Reviewing Katz's book, The Battle for Rome, István Deák, on the other hand, cautions that although "armed resistance during World War II was romanticized because the Nazis were such an appalling enemy, and because in that war the guerrillas' targets were still mainly soldiers", it is increasingly hard to draw the line between freedom fighting and terrorism. In his opinion, the Hague Conventions regulating irregular warfare has been "more a failure than success." "What is needed," Deák stresses, "is a recognition of reality, namely that future wars will increasingly consist of civilians shooting at soldiers from hiding and frightened soldiers killing innocent civilians. And what is needed, in the aftermath of such a sobering recognition, is an attempt to create a new international law for the more efficient regulation of this type of horrible warfare." Robert Katz's book, The Battle for Rome, Deák concludes, "provides fine arguments for this necessary debate".
Immediately after the war Roman Partisan leaders, including Rosario Bentivegna, the medical student who had set off the Via Rasella bomb, were recipients of medals conferred by the post-war Italian government. Both Priebke and Kappler sought Vatican assistance after the war. Priebke escaped from a British prison camp in 1946 and fled, first to the Tyrol and then back to Rome, whence, using false papers supplied by the Vatican "ratline", he emigrated to Argentina. He was unmasked on camera in 1994 during a television interview by ABC television reporter Sam Donaldson, brought back to Italy for trial, and sentenced to house arrest in the home of his lawyer, Paolo Giachini. He died on 11 October 2013 from natural causes at age 100. His last request to have his remains returned to Argentina to be buried alongside his wife was denied by Argentina. The Vatican issued an "unprecedented ban" on holding the funeral in any Catholic church in Rome. But the Society of St Pius X, a Catholic splinter group often accused of having far-right and anti-Semitic leanings, offered to hold the ceremony in the city of Albano Laziale. During the funeral service, violent clashes broke out between fascist sympathizers and anti-fascist protesters.

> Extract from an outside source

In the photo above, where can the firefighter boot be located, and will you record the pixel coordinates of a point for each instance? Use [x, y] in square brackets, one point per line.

Don Florian Abrahamowicz, a priest expelled from the Society of St Pius X for his extreme right-wing views, told Italy's Radio 24: "Priebke was a friend of mine, a Christian, a faithful soldier."
Kappler, a Protestant until his late conversion in life, unsuccessfully sought asylum within the Vatican. Tried by the British and sentenced to life imprisonment in Rimini, in 1977 he successfully escaped from a Roman military hospital where he had been undergoing treatment for cancer. He died unmolested the following year at his home in Soltau, West Germany, the West Germans having refused Italian requests to extradite him.
The event was recreated in the 1962 film Dieci italiani per un tedesco (Via Rasella) (Ten Italians for One German (Rasella Street)) directed by Filippo Walter Ratti and starring Gino Cervi.
In 1973, the feature film Massacre in Rome by George Pan Cosmatos was released starring Marcello Mastroianni and Richard Burton. American composer William Schuman subtitled his Ninth Symphony, from 1968, "Le fosse Ardeatine" ("The Ardeatine Caves") in memory of the victims.